To match phrases within longer text, enable partial matching by setting "partial": true. In this mode, examples should be short (e.g. 1–5 words).

curl -X POST http://localhost:8080/v1/similarity \
-H "Content-Type: application/json" \
-H "Authorization: Bearer {API_KEY}" \
-d '{
"examples": [
"message me on WhatsApp",
"text me on Telegram",
"contact me on Facebook"
],
"text": "Don'\''t waste your money on expensive sneakers! Text me on WhatsApp +123123123 for better deals.",
"partial": true
}'

Using Predefined Training Data

Instead of passing examples directly, you can reference training groups. In the example below, the system matches the input text against the chat_spam training group.

curl -X POST http://localhost:8080/v1/similarity \
-H "Content-Type: application/json" \
-H "Authorization: Bearer {API_KEY}" \
-d '{
"groups": ["chat_spam"],
"text": "Don'\''t waste your money on expensive sneakers! Text me on WhatsApp +123123123 for better deals.",
"partial": true
}'

Creating Training Data via API

You can submit new training examples through the API—for instance, when a user clicks a “Report Spam” button. Use the POST /v1/training-data endpoint.

Always review submitted data to ensure quality. High-quality training examples result in more accurate spam detection.

Evaluating Similarity Scores

The Similarity API returns a list of matched examples and their corresponding similarity score, a value between 0.0 and 1.0. A higher score means the input text is more semantically similar to the example.

However, the API does not label content as “spam” automatically. It’s up to you to evaluate the response and decide what threshold is appropriate for your use case.

How to Detect Spam

You should treat a message as spam if it exceeds a threshold score that you define. A good starting point is:

  • 0.7 and above → likely spam
  • 0.4 – 0.7 → possibly suspicious, depending on context
  • below 0.4 → usually safe

These values are not strict rules. You can adjust them based on your tolerance for false positives.

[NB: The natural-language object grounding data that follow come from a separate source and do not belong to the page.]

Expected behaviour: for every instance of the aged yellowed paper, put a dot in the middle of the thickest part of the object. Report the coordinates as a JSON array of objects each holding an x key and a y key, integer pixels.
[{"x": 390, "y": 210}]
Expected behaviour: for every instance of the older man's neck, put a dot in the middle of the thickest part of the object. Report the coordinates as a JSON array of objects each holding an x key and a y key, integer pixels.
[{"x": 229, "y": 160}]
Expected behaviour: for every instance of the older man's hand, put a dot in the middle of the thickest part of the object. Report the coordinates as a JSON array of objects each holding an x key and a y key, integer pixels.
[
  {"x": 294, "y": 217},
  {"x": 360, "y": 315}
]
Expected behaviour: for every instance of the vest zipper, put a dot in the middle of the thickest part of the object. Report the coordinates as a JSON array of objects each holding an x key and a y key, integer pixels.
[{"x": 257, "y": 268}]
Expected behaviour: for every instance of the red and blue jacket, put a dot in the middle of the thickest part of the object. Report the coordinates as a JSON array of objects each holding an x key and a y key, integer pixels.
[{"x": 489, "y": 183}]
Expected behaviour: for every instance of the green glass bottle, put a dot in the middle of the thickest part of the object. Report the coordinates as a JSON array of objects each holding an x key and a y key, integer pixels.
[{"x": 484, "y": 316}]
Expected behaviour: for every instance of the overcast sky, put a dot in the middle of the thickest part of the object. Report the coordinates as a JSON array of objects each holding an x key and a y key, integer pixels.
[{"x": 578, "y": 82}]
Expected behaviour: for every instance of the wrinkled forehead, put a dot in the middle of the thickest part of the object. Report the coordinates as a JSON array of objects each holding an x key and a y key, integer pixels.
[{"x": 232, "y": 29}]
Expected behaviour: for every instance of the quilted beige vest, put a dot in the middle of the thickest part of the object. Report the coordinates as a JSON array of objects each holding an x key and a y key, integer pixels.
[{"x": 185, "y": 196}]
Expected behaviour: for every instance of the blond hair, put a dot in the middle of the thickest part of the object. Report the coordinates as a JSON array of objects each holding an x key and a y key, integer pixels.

For partial matches, you may want to use a lower threshold (e.g. 0.6) since matches tend to be fuzzier.

Tips

  • Use Partial Matching for Short Phrases
    Enable partial matching when scanning for short phrases within longer messages. Keep your examples concise—ideally 1 to 5 words—for the most accurate results.

  • Keep Texts Short
    To ensure optimal performance and accuracy, limit the length of text, examples, and training data to 256 tokens (word pieces). For partial matching, keep examples especially brief and targeted.

  • Stop on First Match
    For performance or early spam detection, consider using the stopOnMatch parameter. This sets a threshold (0.0–1.0) at which the system will stop processing further matches once a result exceeds it.